From June 24, 1970 to July 14, 1972 he served as the Ambassador Extraordinary and Plenipotentiary of the Soviet Union to Australia.

In 1972 he was Ambassador of the Soviet Ministry of Foreign Affairs.

On August 1, 1972, he was expelled from the CPSU with the following wording: "For gross violation of party moral standards while serving as Ambassador Extraordinary and Plenipotentiary of the USSR to the Union of Australia and insincerity in considering a personal file." According to the memoirs of former TASS correspondent Boris Chekhnin, a rumor was spread by the KGB in Moscow: Mesyatsev was recalled for attempting to rape a visiting Soviet ballerina in a Sydney hotel. However, the real reason for the punishment, according to Chekhnin, was an accident - the death in a drunken traffic accident of a young employee of the KGB embassy residency Mikhail Tsukanov, the son of G. E. Tsukanov, an assistant to Leonid Brezhnev.

In 1972-1988 he was senior research fellow, and in 1988 head of the department of historical sciences of the Institute of Scientific Information on Social Sciences of the Soviet Academy of Sciences.
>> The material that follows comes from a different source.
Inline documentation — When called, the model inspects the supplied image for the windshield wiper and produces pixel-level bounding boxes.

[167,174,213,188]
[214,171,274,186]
On May 18, 1984, under Konstantin Chernenko, he was reinstated in the ranks of the CPSU.

He was elected a member of the editorial boards of the magazines "Young Communist" and "Journalist", secretary of the Union of Journalists of the USSR, a member of the Committee for Lenin and State Prizes in Literature and Art, a member of the Presidium of the Trade Union of Cultural Workers.

He was elected as a member of the editorial boards of the magazines Molodoy Communist and Zhurnalist, secretary of the Union of Journalists of the USSR, member of the Committee for Lenin Prize and State Prizes in Literature and Art, member of the Presidium of the Trade Union of Cultural Workers.
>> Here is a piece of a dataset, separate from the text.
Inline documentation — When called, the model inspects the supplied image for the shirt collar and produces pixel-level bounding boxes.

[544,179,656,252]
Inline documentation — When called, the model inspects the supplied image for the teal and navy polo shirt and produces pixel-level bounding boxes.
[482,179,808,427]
Since December 1988 he was personal pensioner of union significance.

In 1995, he filed a lawsuit against Pavel Sudoplatov and his son Anatoly, accusing them of publishing slanderous information: a year earlier, the book "Special Assignments. Memoirs of an Unwanted Witness - Master of Soviet Espionage" was published, in which Mesyatsev was accused of conducting criminal interrogations and beating defendants and prisoners to death (including in the "doctors' case"). At the same time, no such information about Mesyatsev's participation in the "doctors' case" was found in the central archive of the Federal Counterintelligence Service.

He died on September 3, 2011 after a long and serious illness, in one of the Moscow hospitals.

He was buried at the Troyekurovskoye Cemetery. He was married to Alla Nikolaevna Mesyatseva (1923-1994) (died of a heart attack). Sons - Alexander (born 1948) and Alexey (born 1954); two grandsons (both Nikolai).